University Bourgogne Franche-Comté
Title: The dark side of Entrepreneurial Finance: What has changed with COVID?
Biography:
Dr. Arvind Ashta is professor of Finance. He is a member of research associations (RRI, CERMi, PRME Anti-poverty Working Group, among others) and has been associated with the European Microfinance Platform. He has over eighty publications in international journals. He has edited "Advanced Technologies for Microfinance", co-edited "MIS in Microfinance" and "Slow Management" and authored "Microfinance: Battling a Wicked Problem" and “A Realistic Theory of Social Entrepreneurship: A Life Cycle Analysis of Micro-Finance”. He is a member of a club of micro-investors. The essential of his research interests hovers around microfinance, social entrepreneurship and fintech.

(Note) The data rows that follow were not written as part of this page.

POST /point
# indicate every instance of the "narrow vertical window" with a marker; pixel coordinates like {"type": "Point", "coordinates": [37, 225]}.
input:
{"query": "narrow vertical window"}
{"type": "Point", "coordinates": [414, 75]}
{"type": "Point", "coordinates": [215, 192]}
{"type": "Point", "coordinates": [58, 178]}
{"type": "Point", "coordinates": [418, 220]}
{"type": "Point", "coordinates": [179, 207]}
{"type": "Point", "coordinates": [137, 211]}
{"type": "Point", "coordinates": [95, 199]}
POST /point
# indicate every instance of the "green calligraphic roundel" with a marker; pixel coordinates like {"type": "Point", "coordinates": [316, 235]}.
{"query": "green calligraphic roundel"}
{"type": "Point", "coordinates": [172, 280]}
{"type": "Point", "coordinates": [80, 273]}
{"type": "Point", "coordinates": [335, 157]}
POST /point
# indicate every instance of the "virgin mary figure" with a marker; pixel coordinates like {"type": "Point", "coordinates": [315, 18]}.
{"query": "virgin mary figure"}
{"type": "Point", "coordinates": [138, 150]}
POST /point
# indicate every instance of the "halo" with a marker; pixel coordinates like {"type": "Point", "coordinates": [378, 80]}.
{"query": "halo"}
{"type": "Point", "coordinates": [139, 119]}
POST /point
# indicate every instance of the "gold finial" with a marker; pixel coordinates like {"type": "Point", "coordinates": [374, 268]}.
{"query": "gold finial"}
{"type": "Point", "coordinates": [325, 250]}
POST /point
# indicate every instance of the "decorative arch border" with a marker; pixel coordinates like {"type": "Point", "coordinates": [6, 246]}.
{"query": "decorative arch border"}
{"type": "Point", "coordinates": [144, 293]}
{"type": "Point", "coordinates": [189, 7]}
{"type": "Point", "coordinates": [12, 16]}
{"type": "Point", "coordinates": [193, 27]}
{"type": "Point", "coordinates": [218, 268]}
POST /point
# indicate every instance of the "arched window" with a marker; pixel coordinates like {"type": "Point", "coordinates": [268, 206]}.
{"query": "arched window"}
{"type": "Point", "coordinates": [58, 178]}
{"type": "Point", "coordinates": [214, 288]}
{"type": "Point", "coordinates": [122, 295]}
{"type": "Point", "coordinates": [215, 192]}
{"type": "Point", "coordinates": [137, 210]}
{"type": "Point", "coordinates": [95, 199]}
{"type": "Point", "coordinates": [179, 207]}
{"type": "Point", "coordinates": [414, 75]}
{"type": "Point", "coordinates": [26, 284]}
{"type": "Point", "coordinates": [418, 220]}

The call for papers of a special issue in Entreprendre & Innover on the dark side of Entrepreneurial Finance, in the first half of 2019, indicated that financiers were gaining too much importance and exerting too much control over entrepreneurs. The call talked about the unintended consequences, where Finance eventually kills the entrepreneurial spirit instead of creating it and nourishing it. There is extensive literature in microfinance devoted to the harmful financing of microentrepreneurs (Bateman, 2010, Sinclair, 2012). Our interview with Nobel Laureate Muhamad Yunus showed that he focused on the difficulties of financing social businesses (Toutain and Ashta, 2021 forthcoming). He considers that dividends should not be paid and that this internal financing would allow the social business to grow faster, in a healthy way. An obsession with growth, of course, can have dark consequences. 2021 has been marked by a problem of supply chain finance being used to finance growth, as demonstrated by the Greensill Capital bankruptcy (Ashta, 2021 forthcoming-b). Ultimately using short-term finance for long-term needs can result in dire consequences for both the financer and the entrepreneur. My interview with Gilda E. Darlas showed that she was focusing on the dark side of greed which makes people evil, and she wanted to focus on the right kind of education which could make people more altruistic (Ashta, 2021 forthcoming-a). She hopes this would reduce concentrations of wealth by financial institutions. Covid has led to major changes such as increased poverty levels, a decoupling of the financial economy from the real economy, and the growth of zombie firms. There is little certainty on where we will go next: what part of the old economy will be revived, and what part of the new will be retained? This poses major challenges for entrepreneurship at the country level, firm level, and individual level. The talk will reflect on the need for originality in policies, strategies and research.